As much as I want to know, no one knows about Satoshi Nakamoto or how he was able to disappear so well. Developers don’t look into it or care about who he is or where he is. It’s really easy to prove who he is if he wanted to do that, and he can do it with just a couple of messages online, but he is not and is also gone now. At this point, it’s been so long so even if he would come back again and claim that Bitcoin is his invention, make it official by signs some papers, no one will listen to him or follow him. If he would say “let’s change Bitcoin this way”, everyone will say “no”. It’s like the Lightning Network I wrote and development together with Joseph Poon, and now no one listens to me. Even if I suggest something to be done in a certain way, there are so many others who are working on it now, and much more than me that it doesn’t matter who invented it or developed it in the beginning. The same goes for Satoshi and Bitcoin.

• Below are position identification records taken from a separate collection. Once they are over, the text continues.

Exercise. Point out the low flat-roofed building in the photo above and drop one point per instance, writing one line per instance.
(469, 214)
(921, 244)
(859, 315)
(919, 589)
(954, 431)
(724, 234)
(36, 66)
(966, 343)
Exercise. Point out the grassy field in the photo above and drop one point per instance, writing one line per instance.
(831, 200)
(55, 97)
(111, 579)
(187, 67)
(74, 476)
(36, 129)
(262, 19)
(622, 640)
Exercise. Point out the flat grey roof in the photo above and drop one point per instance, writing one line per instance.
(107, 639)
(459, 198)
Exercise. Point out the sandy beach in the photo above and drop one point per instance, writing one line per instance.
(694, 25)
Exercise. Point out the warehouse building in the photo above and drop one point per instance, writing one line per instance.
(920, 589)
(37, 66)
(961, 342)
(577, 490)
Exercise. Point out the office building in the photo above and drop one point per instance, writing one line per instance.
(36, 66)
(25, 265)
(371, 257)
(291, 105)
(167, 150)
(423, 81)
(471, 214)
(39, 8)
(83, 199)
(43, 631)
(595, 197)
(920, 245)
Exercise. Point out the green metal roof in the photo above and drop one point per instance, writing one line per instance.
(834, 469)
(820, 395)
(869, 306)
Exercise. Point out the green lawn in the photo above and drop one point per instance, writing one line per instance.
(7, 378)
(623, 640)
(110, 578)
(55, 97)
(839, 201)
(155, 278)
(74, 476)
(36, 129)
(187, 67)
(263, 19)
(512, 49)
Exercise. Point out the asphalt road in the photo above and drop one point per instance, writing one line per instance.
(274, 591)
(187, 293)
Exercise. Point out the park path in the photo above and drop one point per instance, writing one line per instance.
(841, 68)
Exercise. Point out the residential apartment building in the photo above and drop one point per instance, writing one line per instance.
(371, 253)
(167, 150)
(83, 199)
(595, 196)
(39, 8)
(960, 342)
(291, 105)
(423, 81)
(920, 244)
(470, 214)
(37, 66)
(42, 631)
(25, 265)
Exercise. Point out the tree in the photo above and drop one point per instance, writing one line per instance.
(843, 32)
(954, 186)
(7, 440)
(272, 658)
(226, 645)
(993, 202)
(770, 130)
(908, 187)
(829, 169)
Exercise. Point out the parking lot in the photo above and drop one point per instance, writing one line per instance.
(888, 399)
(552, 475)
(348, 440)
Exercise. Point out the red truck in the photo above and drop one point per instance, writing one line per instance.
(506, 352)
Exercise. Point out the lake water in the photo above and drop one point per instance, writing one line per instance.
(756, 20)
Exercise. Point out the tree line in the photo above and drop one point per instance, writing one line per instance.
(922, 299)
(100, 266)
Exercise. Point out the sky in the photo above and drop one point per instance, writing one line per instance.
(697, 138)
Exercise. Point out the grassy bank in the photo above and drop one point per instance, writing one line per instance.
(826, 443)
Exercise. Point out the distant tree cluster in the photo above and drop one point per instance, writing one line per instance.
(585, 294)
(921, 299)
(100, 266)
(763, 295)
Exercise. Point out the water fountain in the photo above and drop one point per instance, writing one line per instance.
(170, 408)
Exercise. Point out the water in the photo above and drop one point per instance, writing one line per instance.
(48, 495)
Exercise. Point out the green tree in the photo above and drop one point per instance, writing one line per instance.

Lightning Network and Lightning Lab Establishment

I was in San Francisco in 2014, and I moved there because I just wanted to work on Bitcoin and smart contracts. There were many Bitcoin meetups, so we would hang out, eat pizza, and talk about technology. There I met Joseph Poon and we started talking about micropayments and Bitcoin. Joseph had an idea about the HDLCs, and I thought it was cool, and so we worked on it together. I came up with the idea of channels that would be persistent, and that could be updated which is better known is the lightning network today. So, we wrote that together in late 2014〜early 2015 and presented it at the San Francisco Bitcoin event. The audience seemed very interested, and they were talking about it. Then Elizabeth Stark came to us and said: “We need to make a start-up, I don’t want this to be only a paper, you need to make this happen”. So, we started making a company around it and developed the software. Today, there are so many lightning network companies and apps, and many people are working on it.